DEV Community

Cover image for Everything about RegEx and How to use it in JavaScript?
Rahul
Rahul

Posted on

Everything about RegEx and How to use it in JavaScript?

Regular expressions play a vital role in every high-level programming language and so in JavaScript. Let's know them all in detail...


A Regular Expression (RegEx) is a sequence of characters that defines a search pattern. It helps you to "match" part of the text (string) by given rule.

// Let's get our hands dirty with an examples: 

const regex = /[A-Z]\w+/g; // (We ommited ' ')
// regex holds a regular expression which will match words starting with a capital letter. 

const str = `Rahul, Taylor and Susanne are coders who live in India`; 

// When we apply the regex to str, it returns all matches in a simple array! 
// console.log( str.match(regex) )
//["Rahul", "Taylor", "Susanne", "India"]

Enter fullscreen mode Exit fullscreen mode

You can do the same operation by using plain JavaScript, but regex can save you hundreds of lines & you can use it with almost any language (and even CLI tools)

The Core and Some Basics

When you write a RegEx, it always starts with / and ends with /. Your write the code in between the two slashes. The simplest example - to match the word 'apple' use /apple/ RegEx. This, however, won't match 'APPLE' or 'aPpLe', because RegEx is case sensitive.

To disable case sensitivity in RegEX, use what is called an i flag /apple/i now it will match 'apple', 'APPLE' & 'aPpLe'. To match both 'apple' and 'nut' use apple|nut/ RegEx. Simple, ugh?

How to use in JavaScript

Let's learn the most basic methods in JS for working with RegEx'es

  • str.match(regex) : Returns an array with all the matches it has found. Actually. there's a little catch here😉. If you try doing this: "apple apple" .match(/apple/) you would expect to get ['apple', 'apple'] nut that's not the case. In reality it returns just ['apple']. To get a full array with multiple matches, you should add g flag.
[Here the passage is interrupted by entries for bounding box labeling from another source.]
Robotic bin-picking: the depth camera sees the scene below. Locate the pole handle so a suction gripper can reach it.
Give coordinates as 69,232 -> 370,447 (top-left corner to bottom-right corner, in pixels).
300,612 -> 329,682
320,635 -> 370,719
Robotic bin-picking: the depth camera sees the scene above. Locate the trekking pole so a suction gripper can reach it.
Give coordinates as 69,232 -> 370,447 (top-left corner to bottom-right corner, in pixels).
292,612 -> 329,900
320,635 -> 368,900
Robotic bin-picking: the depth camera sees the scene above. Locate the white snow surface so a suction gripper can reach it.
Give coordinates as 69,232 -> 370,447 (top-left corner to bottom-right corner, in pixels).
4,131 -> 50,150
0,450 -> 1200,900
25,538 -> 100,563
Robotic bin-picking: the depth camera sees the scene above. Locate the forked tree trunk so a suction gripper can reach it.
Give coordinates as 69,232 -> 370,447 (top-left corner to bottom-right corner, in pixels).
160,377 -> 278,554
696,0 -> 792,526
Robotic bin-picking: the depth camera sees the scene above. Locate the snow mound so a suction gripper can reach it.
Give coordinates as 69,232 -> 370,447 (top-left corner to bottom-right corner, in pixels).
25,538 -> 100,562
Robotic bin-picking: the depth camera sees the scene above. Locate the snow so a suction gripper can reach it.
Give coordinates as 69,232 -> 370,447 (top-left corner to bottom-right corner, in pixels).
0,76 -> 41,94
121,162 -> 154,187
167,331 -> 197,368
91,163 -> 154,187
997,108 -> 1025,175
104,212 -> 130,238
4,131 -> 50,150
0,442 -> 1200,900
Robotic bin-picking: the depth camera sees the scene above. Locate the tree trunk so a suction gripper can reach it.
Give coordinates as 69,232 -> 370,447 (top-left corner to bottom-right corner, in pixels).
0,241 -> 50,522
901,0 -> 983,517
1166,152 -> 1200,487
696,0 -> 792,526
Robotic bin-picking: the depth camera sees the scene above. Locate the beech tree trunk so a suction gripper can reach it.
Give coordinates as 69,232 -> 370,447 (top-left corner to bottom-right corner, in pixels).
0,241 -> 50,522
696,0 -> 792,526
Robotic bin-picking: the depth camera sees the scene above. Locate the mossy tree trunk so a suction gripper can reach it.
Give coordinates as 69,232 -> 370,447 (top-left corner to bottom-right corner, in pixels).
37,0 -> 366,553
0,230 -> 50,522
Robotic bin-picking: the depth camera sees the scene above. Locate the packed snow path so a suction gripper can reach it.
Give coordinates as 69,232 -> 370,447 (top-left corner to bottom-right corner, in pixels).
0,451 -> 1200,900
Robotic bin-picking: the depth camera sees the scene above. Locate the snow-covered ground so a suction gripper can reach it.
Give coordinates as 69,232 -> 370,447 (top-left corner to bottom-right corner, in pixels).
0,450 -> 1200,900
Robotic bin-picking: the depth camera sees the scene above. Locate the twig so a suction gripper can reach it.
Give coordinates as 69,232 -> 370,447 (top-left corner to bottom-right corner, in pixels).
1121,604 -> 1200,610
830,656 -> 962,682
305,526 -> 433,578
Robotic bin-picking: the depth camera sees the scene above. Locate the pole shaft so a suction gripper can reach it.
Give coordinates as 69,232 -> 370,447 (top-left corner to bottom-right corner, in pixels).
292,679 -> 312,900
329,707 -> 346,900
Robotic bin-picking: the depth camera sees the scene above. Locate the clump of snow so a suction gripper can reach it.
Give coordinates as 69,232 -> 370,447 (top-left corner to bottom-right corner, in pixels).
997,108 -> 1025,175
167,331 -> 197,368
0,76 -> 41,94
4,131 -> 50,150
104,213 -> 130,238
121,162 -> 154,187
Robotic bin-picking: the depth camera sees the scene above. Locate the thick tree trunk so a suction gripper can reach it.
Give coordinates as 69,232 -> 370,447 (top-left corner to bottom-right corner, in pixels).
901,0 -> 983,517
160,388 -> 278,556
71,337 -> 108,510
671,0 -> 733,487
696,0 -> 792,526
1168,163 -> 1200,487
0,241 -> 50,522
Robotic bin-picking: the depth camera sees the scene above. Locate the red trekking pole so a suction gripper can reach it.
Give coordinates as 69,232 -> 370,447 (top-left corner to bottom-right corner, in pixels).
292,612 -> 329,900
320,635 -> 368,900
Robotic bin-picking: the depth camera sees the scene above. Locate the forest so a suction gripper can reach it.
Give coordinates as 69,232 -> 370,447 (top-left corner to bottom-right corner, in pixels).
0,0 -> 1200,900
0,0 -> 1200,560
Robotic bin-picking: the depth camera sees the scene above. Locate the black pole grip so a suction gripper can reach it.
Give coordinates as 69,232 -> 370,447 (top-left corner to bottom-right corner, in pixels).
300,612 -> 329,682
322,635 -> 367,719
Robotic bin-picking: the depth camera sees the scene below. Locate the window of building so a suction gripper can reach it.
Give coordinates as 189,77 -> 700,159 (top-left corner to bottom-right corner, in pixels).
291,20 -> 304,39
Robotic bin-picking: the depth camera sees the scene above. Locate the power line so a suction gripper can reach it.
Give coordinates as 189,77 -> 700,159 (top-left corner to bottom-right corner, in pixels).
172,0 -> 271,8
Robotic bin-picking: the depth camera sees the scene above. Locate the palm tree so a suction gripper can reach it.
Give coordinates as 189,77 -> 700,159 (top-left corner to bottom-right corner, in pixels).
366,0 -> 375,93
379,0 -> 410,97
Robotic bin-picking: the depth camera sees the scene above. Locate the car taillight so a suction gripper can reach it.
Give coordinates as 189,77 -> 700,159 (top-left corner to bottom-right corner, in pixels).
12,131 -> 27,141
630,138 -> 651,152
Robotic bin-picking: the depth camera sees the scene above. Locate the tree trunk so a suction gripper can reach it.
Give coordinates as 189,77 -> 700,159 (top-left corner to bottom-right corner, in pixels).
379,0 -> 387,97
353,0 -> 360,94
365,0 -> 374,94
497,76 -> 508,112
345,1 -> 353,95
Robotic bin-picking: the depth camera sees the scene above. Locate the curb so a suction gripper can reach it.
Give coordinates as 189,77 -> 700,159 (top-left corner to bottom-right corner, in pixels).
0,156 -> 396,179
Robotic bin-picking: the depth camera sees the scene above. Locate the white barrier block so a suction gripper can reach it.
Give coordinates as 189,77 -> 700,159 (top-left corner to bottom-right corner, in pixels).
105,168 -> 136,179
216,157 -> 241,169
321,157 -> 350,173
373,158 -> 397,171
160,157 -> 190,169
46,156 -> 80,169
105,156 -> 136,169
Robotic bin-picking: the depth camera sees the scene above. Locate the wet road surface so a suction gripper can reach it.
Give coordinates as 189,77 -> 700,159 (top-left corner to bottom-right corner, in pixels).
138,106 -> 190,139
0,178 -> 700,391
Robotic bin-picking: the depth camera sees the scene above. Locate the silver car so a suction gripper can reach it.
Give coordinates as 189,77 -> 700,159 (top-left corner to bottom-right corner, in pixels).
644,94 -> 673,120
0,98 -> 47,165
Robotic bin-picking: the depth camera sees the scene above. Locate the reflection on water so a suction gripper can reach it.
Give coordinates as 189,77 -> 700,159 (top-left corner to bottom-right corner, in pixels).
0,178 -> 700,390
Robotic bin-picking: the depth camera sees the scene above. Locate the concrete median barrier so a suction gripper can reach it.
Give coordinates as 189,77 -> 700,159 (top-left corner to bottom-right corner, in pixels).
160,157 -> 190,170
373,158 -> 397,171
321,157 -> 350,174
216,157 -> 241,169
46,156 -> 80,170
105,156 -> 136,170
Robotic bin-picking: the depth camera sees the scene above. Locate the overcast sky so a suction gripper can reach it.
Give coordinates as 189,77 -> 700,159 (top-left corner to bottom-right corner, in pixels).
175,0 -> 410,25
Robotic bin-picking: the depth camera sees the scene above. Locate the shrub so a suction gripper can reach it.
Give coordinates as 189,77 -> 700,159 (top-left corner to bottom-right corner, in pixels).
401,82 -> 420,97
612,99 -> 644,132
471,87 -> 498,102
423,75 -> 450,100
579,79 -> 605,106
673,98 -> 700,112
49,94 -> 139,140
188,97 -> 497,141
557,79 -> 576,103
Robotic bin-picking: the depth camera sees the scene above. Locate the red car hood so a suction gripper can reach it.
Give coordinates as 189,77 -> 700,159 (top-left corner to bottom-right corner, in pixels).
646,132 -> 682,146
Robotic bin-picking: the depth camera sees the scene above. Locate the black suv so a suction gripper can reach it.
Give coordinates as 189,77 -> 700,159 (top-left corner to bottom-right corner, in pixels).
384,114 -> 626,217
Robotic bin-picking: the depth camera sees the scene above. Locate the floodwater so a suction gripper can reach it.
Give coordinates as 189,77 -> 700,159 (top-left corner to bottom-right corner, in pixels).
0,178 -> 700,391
  • str.test(str) : regex is a variable assigned to your RegEx. str is the string you test with the RegEx. The method returns true if it finds any matches or false.

  // Let's hang with them
  let regex = /code|easy/i; 
  const str = 'this code is EaSy super easy'; 
  regex.test(str) // true; means we have a match😍

  str.match(regex) // ["code", index: 5, input..]

  // Oops! We forgot adding the g flag
  regex = /code|easy/ig;

  str.match(regex) // ["code", "EaSy", "easy"]
  // ALRIGHT!!
Enter fullscreen mode Exit fullscreen mode

Concept of Wildcard Period

We learned how to statically match a word, let's say 'hug' (/hug/). But what if we want to match 'huh', 'hug', 'hum' at the same time? Wildcard period! That's the answer. /hu./ This will match all 3 letters long words starting with 'hu'.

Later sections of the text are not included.